Three Experts Method

The Three Experts prompt is a powerful reasoning pattern designed to help AI simulate deeper thinking and avoid shallow or generic responses. In agentic coding, it’s especially useful when you’re working through complex architectural decisions, refactoring strategies, or debugging multi-layer issues.

This method turns the AI from a code generator into a panel of thought partners, each exploring the problem from a different angle — and converging on the most reasoned solution.

What’s the Method?

Core Prompt Pattern:

Simulate three different experts answering the question below.
Each expert will write down one step of their thinking and share it with the group.
Then all experts move to the next step.
If any expert realizes they're wrong at any point, they drop out.
Continue until there’s consensus on the final answer.

This creates a multi-step reasoning loop that encourages internal critique and deeper analysis.

Use Case Why It Works
Choosing between architectural strategies Reveals tradeoffs in tech decisions
Refactoring complex modules Surfaces alternative paths + risks
Debugging non-obvious bugs Simulates root-cause analysis
Designing data models or APIs Balances structure, performance, and clarity
Generating edge-case tests Experts act like QA engineers or systems thinkers

Example 1: Refactoring a Cross-Cutting Module

Goal: Decide how to refactor a shared NotificationService used across microservices.

Prompt:

Simulate three backend experts reviewing how to refactor the NotificationService, which is currently tightly coupled to both billing and auth services.
Each expert will write one step of reasoning at a time and discuss with the group.
If one is clearly wrong, they should drop out.
Keep going until they converge on a refactoring strategy that isolates the service and makes it reusable.

Expected Outcome:

  • Tradeoffs discussed (e.g., pub/sub vs abstraction layer)
  • Consensus reached through elimination of flawed approaches
  • Final recommendation is reasoned, not guessed

Example 2: Debugging a Non-Obvious UI State Bug

Goal: The UI shows stale data after login.
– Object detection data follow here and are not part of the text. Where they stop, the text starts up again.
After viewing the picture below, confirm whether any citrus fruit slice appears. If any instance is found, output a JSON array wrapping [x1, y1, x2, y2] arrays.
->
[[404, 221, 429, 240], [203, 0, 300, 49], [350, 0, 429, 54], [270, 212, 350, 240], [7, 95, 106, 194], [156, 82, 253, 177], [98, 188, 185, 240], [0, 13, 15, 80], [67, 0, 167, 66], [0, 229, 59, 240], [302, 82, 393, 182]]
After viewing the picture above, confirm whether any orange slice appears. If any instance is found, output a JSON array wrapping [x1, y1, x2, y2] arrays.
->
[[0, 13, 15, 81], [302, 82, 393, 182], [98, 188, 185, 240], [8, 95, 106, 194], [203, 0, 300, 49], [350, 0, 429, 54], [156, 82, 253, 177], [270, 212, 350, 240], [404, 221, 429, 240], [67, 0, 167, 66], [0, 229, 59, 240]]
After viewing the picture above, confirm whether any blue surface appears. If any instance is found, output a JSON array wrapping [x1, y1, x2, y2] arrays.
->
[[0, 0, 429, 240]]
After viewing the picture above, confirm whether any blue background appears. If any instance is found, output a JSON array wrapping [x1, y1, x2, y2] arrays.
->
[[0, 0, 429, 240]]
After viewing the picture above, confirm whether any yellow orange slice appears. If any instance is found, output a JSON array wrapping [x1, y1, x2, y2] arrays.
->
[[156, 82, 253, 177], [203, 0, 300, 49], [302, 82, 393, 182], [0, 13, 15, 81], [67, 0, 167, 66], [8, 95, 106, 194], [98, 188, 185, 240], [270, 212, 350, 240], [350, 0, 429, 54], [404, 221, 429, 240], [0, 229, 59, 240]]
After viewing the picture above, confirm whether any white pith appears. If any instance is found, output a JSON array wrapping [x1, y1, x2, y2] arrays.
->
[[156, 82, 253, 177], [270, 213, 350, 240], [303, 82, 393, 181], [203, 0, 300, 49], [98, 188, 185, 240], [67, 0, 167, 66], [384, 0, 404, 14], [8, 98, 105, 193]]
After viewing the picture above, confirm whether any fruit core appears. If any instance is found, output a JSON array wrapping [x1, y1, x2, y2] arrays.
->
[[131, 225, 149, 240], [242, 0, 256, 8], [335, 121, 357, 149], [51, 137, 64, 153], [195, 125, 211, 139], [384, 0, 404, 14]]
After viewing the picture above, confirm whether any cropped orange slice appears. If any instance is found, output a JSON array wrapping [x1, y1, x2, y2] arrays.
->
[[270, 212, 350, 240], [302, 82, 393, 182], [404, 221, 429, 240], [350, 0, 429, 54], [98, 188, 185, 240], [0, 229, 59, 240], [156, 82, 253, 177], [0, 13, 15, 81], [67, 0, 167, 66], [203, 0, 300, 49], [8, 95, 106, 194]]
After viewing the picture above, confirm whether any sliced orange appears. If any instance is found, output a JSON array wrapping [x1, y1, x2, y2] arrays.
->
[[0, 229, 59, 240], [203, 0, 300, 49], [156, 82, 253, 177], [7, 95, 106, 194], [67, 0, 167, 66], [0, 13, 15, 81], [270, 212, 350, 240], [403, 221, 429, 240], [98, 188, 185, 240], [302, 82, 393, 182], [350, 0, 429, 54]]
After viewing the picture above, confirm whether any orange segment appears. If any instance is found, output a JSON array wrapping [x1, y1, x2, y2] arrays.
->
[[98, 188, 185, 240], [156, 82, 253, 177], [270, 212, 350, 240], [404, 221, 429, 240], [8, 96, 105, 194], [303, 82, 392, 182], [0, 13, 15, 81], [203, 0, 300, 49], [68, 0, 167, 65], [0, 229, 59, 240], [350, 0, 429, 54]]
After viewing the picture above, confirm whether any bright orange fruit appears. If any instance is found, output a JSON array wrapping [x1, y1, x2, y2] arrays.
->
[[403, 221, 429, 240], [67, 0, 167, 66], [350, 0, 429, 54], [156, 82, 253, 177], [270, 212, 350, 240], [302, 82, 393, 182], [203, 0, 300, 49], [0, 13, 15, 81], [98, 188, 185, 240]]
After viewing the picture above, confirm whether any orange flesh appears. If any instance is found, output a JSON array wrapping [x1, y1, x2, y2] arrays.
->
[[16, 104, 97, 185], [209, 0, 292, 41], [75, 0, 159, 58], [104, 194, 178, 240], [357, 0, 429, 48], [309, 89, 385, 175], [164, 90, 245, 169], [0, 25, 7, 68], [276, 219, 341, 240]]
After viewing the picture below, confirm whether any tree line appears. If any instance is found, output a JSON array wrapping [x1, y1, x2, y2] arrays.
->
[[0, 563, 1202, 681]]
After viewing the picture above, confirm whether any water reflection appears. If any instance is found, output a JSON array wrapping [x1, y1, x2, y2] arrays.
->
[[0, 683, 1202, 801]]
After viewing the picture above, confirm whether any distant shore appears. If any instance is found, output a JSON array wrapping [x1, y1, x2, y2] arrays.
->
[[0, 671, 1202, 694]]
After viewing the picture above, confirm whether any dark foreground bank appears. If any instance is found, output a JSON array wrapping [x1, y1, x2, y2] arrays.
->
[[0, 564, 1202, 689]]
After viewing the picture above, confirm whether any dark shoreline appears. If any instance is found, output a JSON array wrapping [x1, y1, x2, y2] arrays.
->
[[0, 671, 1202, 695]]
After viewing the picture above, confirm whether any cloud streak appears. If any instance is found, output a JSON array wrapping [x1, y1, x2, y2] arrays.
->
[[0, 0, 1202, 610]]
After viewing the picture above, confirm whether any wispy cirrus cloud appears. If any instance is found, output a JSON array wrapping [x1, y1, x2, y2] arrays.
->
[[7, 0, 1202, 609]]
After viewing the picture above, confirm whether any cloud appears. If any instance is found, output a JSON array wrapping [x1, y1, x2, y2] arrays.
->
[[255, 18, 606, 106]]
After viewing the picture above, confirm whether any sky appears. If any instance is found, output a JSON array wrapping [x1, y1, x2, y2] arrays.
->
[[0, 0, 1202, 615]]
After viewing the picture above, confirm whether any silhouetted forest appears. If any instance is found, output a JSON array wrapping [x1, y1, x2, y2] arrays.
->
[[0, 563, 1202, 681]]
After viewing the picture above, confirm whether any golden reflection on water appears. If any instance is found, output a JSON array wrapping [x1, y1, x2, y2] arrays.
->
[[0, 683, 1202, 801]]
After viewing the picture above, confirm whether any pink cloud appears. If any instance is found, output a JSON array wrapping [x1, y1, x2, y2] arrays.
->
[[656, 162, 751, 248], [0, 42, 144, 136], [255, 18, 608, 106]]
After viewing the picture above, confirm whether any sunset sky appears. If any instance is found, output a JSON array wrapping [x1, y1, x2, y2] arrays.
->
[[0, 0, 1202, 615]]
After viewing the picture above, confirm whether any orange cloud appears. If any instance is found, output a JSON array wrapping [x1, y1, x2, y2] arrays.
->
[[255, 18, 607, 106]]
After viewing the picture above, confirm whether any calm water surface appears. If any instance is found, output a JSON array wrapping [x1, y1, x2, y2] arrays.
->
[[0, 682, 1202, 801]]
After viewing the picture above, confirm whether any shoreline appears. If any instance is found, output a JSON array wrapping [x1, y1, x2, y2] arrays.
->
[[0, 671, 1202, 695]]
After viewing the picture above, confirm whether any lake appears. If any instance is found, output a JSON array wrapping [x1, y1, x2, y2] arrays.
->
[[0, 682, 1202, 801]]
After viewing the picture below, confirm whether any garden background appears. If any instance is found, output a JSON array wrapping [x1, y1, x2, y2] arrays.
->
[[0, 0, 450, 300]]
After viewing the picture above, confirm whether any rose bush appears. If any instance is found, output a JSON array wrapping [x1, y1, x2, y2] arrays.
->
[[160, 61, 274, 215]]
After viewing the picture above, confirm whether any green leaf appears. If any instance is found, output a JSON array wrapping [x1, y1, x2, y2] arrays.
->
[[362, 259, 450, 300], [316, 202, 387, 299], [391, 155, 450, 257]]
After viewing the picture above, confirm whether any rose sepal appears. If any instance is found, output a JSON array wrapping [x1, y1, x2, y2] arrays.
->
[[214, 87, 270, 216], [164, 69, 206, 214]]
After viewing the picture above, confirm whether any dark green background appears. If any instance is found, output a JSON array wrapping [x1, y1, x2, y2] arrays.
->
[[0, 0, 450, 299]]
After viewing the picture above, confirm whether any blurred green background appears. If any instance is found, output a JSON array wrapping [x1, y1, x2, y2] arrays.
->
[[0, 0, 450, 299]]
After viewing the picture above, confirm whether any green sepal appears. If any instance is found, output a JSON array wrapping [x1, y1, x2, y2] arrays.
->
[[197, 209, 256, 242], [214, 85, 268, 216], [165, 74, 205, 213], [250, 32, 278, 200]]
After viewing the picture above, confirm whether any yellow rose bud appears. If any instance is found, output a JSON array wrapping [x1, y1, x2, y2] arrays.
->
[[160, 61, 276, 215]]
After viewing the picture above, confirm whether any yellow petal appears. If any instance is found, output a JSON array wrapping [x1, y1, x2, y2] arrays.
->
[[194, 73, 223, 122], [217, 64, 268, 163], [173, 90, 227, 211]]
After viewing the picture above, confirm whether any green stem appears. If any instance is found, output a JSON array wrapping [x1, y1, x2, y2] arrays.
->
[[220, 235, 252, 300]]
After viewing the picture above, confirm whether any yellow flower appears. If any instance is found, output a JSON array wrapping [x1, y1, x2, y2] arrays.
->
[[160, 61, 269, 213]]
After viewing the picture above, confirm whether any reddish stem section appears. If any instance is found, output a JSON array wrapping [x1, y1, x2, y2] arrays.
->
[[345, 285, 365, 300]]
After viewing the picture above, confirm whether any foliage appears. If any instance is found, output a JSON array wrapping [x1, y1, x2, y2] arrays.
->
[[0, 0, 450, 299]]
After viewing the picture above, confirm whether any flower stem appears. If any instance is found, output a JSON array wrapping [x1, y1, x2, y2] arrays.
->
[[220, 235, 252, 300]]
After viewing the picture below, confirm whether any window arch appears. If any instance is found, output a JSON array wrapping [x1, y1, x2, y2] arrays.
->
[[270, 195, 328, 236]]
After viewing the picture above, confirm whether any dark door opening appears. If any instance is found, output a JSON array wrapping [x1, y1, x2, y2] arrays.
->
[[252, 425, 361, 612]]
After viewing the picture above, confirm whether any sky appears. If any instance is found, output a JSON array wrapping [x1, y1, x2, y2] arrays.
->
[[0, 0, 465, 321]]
Why?

Prompt:

Simulate three frontend engineers exploring why the dashboard shows stale user data after login.
Each one will reason step-by-step based on their own assumption:

Expert A suspects caching issues

Expert B suspects async state update problems

Expert C suspects token propagation failure
They’ll reason in steps and eliminate theories as they go.
Stop when they reach the most likely root cause.

Expected Outcome:

  • Stepwise root-cause analysis
  • Use of logs, network traces, or event timing
  • Stronger hypothesis to guide debugging prompt

Example 3: Designing a Robust Validation System

Goal: Choose between Zod, Yup, or class-validator for a multi-form web app.

Prompt:

Simulate three full-stack engineers debating which validation system to use for a multi-form onboarding flow with dynamic field types.
Each expert will write one reasoning step at a time.
Expert A prefers Zod, B prefers Yup, C prefers class-validator.
If any realize their approach won't scale or violates team standards, they should drop out.
Stop once consensus is reached.

Expected Outcome:

  • Clarity on tradeoffs (TypeScript friendliness, async rules, nesting support)
  • Selection based on real needs (team standards, backend integration)

Summary: Why Use the Three Experts Pattern?

Benefit Why It Helps in Agentic Coding
Deepens reasoning Prevents superficial or default answers
Simulates tradeoffs Mirrors real-world team decision dynamics
Reduces hallucination Experts challenge each other’s logic
Enables exploration before code Supports “reason first, code later” mindset
Works well with Claude, GPT-4o, Cursor Agent Mode High-context tools thrive on multi-step prompts

Bonus Variation

For complex decisions:

Simulate a system architect, a QA lead, and a product manager reasoning together.
Each shares their perspective, step-by-step, to align on a final implementation plan.